# Taxation in Portugal



## FrankieOz (Feb 6, 2010)

Hi, first time user, apologies in advance, if incorrect protocols etc!
I am looking into the Portuguese tax situation. As a potential resident from Australia that does not have a double tax agreement, does anyone know what th implications would be? Will I have to pay tax on my income in Oz and in Portugal?
thank you


----------



## Bubbles67 (Jan 19, 2010)

FrankieOz said:


> Hi, first time user, apologies in advance, if incorrect protocols etc!
> I am looking into the Portuguese tax situation. As a potential resident from Australia that does not have a double tax agreement, does anyone know what th implications would be? Will I have to pay tax on my income in Oz and in Portugal?
> thank you


Hi FrankieOz,,,

sorry don't know about Australian rules but every though we came from the UK, who have a double taxation agreement, we decided it was safer to find a good english speaking accountant here in Portugal and it was worth every cent we paid her....


----------



## Bevdeforges (Nov 16, 2007)

OK, I'm no expert on Australian taxes, but since you haven't had a response yet, I'll offer a few things to investigate.

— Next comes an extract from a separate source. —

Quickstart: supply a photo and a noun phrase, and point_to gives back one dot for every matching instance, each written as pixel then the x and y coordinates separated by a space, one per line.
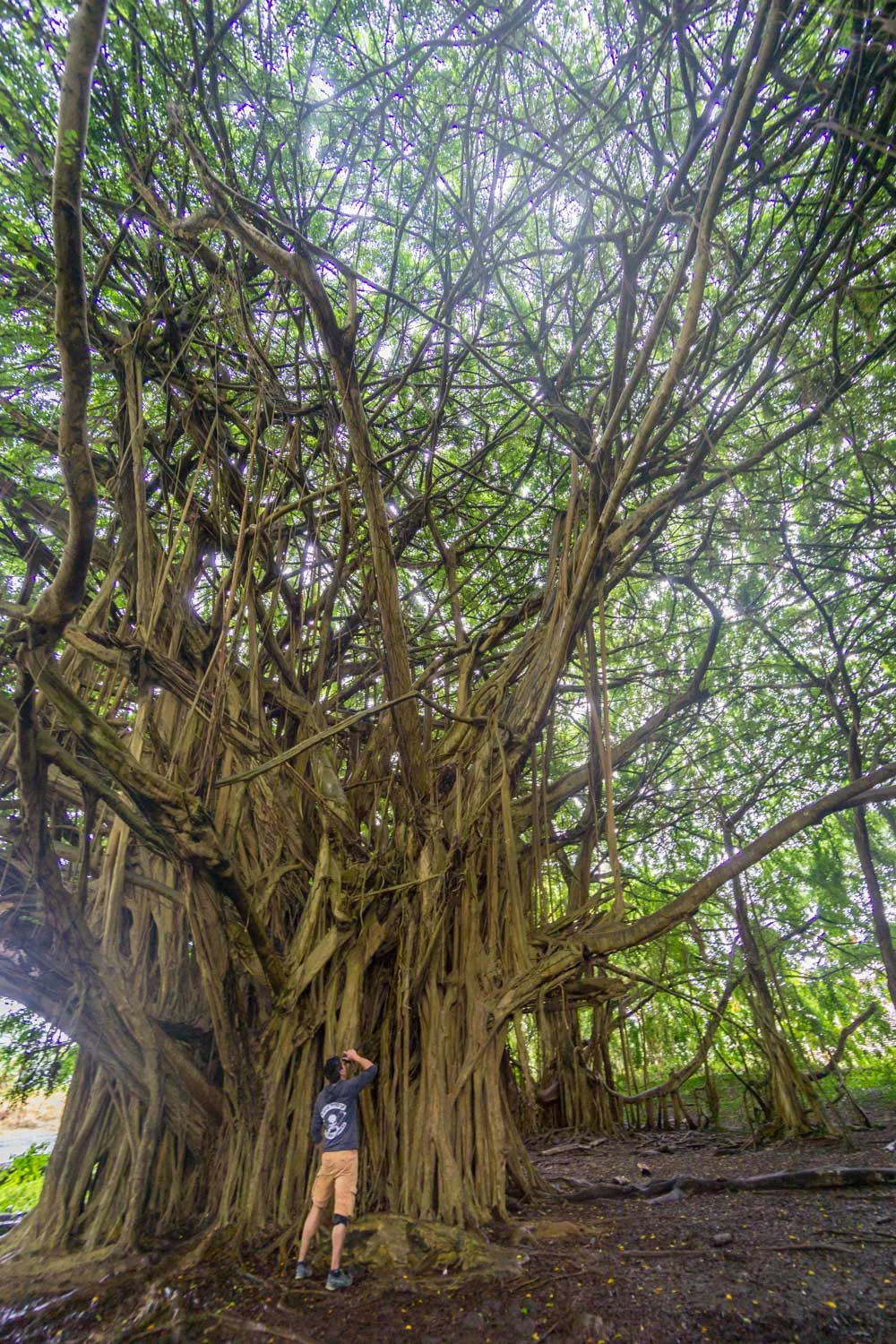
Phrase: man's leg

Does Australia tax its citizens resident abroad? Generally, once you're outside the country for at least half the tax year (183 days) you aren't considered "tax resident" and will only be taxed on certain items (investments or government pensions) at a "non-resident." The big exception to this is the US (Americans are always subject to US taxes, no matter where in the world they live), and from what I hear on the forum here, Canada has opted for a similar policy. But check this out first.

Once you become resident in Portugal you will be subject to Portuguese income tax. Again, the usual criteria is once you arrive in the country with the intent to remain for at least 183 days out of the year (probably calendar year), you are subject to tax as a resident.

Even without a tax treaty between the two countries, though, there is usually some provision for crediting taxes paid in one jurisdiction against your tax liability in the other, so that you shouldn't wind up paying twice on the same income. 

First thing, though, is to check Australia's take on taxing their overseas citizens. If they don't tax non-residents, then all you need to worry about are the Portuguese tax rules and figuring out how they apply to you.
Cheers,
Bev


----------



## FrankieOz (Feb 6, 2010)

Dear Bev
Many thanks for your really helpful reply, will certainly start with the Australian taxation end and then look again at the Portuguese taxation system for residents, ie someone who stays longer than 183 days. Lots to consider but certainly a forum like this where you can ask such a question and get a helpful response is wonderful.
Again many thanks, Frankie


----------



## FrankieOz (Feb 6, 2010)

Bubbles67 said:


> Hi FrankieOz,,,
> 
> sorry don't know about Australian rules but every though we came from the UK, who have a double taxation agreement, we decided it was safer to find a good english speaking accountant here in Portugal and it was worth every cent we paid her....


Dear Bubbles67, sounds like really good advice to me, will add to my list (every day getting longer)! Thank you very much


----------



## Liverpoolfc (Feb 25, 2010)

As per last I also no expert in Australian taxes but one thing to bear in mind is that the Portuguese Tax Year runs per the calendar. 1 Jan - 31 Dec. It is out of sync with the UK tax year and therefore P60s etc do not match the periods. Don't know if it's the same in Aussie but just my tuppence worth. 
Reg, Aljezur, Portugal



Bevdeforges said:


> OK, I'm no expert on Australian taxes, but since you haven't had a response yet, I'll offer a few things to investigate.
> 
> Does Australia tax its citizens resident abroad? Generally, once you're outside the country for at least half the tax year (183 days) you aren't considered "tax resident" and will only be taxed on certain items (investments or government pensions) at a "non-resident." The big exception to this is the US (Americans are always subject to US taxes, no matter where in the world they live), and from what I hear on the forum here, Canada has opted for a similar policy. But check this out first.
> 
> ...


----------